Buffet restaurants – with their combination of value and variety – have shown to be another successful venture in dining. We dove into the location analytics for the restaurant space and three of the largest buffet chains – Cicis, Golden Corral, and Pizza Ranch – to take a closer look at the trends driving visits to buffets.
In Line for Visits
In 2021, pandemic restrictions gave way to strong visitation trends in multiple restaurant categories, with buffets experiencing some of the most dramatic increases in visits. After months of being stuck inside, consumers likely found eating at home was getting somewhat repetitive and excitedly returned to buffets and the seemingly endless variety they offer.
Since January 2021, buffets outperformed their comparable restaurant peers in terms of baseline visit growth. And though both Fast-Casual and Full-Service chains – like Chipotle and The Cheesecake Factory, respectively – have also found relative success, buffets experienced larger visit growth than both dining categories.
Notably, in 2022 when inflation began to dominate headlines, buffets’ baseline visit growth started to soar. Likely, diners choosing to eat out became increasingly concerned with getting value for money and buffets became a popular choice.
At a time when many consumers are cutting back on discretionary spending, buffets have continued to drive visits by maintaining their value perception. Trade Area Analysis of three major buffet chains – Golden Corral, Cicis, and Pizza Ranch – using the Census 2019: (5-year ACS) dataset revealed that in 2022 all three chains had trade areas with a median household income (HHI) below the national benchmark. And all three chains also had trade areas with a percentage of non-family households that was higher than the national benchmark.
For diners, an all-you-care-to-eat buffet at a fixed price seems like a good way to fill up without being surprised by the bill. This could be why many lower-income consumers have recently been flocking to buffet chains.

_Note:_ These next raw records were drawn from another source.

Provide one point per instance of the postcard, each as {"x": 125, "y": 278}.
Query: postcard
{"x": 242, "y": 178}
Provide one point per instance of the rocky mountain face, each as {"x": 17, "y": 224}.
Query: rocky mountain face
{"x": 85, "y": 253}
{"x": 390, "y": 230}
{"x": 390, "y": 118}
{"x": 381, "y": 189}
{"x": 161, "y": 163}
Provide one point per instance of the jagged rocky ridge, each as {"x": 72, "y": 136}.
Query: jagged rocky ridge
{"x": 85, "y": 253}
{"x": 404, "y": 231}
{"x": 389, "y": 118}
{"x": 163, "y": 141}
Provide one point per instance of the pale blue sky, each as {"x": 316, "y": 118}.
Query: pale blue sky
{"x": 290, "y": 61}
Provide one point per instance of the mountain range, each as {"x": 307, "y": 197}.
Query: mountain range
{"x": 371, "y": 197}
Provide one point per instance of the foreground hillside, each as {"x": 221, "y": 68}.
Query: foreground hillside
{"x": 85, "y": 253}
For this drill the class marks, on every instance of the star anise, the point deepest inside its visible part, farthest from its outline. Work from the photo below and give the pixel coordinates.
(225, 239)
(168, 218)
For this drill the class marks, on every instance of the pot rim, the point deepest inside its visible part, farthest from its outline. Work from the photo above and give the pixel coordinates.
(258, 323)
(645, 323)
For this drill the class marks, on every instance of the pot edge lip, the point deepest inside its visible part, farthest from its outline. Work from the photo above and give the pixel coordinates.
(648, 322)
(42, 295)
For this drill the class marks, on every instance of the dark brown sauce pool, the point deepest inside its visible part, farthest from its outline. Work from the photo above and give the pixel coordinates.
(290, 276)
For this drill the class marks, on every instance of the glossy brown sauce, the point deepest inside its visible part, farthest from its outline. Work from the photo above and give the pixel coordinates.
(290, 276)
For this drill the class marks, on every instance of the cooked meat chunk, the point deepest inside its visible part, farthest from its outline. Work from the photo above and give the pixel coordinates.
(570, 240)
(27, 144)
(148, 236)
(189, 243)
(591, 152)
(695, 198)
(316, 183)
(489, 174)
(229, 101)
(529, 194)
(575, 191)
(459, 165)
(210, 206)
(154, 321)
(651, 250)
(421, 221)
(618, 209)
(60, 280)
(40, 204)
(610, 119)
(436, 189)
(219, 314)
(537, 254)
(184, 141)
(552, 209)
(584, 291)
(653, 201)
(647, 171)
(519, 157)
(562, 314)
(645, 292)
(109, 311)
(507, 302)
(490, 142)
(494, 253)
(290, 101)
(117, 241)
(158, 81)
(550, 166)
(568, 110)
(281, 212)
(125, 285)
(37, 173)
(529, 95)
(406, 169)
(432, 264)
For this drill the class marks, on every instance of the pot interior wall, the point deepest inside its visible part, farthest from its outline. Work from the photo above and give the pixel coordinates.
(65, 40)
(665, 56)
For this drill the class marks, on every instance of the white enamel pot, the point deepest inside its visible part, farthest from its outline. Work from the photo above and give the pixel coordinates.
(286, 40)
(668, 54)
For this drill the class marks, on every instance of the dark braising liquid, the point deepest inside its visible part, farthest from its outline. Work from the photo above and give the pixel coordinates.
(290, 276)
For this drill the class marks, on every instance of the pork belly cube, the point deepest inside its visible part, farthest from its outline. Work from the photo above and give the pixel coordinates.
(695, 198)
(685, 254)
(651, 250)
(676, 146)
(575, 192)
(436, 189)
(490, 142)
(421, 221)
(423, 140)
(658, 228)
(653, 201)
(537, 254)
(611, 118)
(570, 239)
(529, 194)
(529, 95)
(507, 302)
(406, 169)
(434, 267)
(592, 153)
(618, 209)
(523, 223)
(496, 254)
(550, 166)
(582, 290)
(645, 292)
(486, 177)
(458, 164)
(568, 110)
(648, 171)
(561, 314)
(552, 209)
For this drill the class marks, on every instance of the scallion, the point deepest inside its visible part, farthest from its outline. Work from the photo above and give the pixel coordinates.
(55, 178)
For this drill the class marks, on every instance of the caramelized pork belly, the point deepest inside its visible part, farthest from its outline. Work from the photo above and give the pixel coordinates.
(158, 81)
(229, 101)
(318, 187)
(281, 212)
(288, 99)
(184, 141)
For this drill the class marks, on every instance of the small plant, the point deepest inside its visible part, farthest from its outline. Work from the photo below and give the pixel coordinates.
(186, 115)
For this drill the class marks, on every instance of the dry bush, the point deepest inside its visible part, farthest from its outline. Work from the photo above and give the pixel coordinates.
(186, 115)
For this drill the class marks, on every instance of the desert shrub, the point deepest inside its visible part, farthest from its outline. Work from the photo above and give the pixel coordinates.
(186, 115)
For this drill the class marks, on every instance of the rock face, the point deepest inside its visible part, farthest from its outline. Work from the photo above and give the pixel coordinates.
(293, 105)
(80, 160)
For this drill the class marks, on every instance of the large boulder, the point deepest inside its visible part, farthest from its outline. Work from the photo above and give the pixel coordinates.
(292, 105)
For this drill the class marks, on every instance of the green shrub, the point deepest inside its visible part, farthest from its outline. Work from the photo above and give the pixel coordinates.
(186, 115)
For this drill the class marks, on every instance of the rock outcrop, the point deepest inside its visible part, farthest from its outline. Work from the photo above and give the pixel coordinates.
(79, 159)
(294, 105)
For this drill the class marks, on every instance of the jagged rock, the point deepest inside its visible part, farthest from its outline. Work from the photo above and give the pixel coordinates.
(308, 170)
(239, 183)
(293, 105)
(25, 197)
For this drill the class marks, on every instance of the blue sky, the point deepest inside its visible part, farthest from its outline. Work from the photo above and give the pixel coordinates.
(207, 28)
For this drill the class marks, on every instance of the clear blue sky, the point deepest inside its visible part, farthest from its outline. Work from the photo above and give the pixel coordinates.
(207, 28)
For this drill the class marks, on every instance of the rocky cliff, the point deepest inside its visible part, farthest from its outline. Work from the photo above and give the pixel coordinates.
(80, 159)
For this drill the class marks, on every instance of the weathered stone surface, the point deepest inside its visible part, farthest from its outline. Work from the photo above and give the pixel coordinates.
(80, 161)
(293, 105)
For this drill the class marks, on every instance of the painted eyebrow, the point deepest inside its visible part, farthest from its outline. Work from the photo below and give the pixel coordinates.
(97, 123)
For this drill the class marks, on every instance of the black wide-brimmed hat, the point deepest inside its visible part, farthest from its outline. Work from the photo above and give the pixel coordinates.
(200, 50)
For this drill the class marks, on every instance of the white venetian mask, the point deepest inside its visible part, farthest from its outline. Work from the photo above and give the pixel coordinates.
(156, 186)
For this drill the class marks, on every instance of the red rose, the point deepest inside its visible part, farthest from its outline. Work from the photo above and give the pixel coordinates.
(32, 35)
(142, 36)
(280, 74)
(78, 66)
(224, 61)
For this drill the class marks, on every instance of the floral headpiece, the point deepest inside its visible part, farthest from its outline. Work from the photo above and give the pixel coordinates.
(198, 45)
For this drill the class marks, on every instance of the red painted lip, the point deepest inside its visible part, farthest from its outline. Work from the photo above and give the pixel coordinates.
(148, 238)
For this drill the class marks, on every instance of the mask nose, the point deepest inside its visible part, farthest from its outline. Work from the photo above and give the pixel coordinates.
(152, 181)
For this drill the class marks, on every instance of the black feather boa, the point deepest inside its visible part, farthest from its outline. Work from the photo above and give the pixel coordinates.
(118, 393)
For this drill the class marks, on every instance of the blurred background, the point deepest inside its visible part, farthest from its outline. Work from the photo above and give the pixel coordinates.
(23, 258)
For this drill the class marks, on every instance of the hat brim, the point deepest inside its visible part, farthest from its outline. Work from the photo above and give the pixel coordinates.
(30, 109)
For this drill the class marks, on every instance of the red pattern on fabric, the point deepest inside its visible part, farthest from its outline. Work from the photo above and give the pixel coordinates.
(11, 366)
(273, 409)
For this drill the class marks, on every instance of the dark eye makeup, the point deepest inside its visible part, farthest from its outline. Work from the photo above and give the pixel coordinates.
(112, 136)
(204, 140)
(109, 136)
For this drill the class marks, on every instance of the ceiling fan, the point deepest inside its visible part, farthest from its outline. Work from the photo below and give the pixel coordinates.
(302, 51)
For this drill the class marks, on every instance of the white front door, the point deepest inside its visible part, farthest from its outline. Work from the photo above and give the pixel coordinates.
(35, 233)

But for visitors with children in tow, buffets may not be such an attractive value proposition – even with kids pricing. These visitors might not expect young diners to be hungry enough to make an all-you-care-to-eat buffet worthwhile, which could explain why visitors from non-family households are making up a relatively large percentage of buffet visitors. It would appear that lower-income visitors who aren’t paying for a crowd, are most drawn to a buffet meal.
Whether it’s because buffets provide many choices to keep eating out fresh – or because they offer bang-for-a-buck – visitors are now frequenting buffet chains more often.
In Q1 2023, all three chains analyzed grew their percentage of repeat visitors compared to Q1 2021. Pizza Ranch had the highest percentage of repeat visitors of the bunch, which could be connected to having a trade area population with both a relatively high median HHI and percentage of non-family households. Pizza Ranch visitors from non-family households might find the most value in a buffet and have a somewhat larger budget to do so more frequently.
Since consumers emerged from pandemic restrictions and returned to their favorite restaurant chains, buffets have been piling on visits. It seems that value and variety are driving the recent buffet boom which has seen a surge in both repeat visits and visits overall. As inflationary woes continue, buffets are in position to continue to drive traffic from throngs of hungry diners.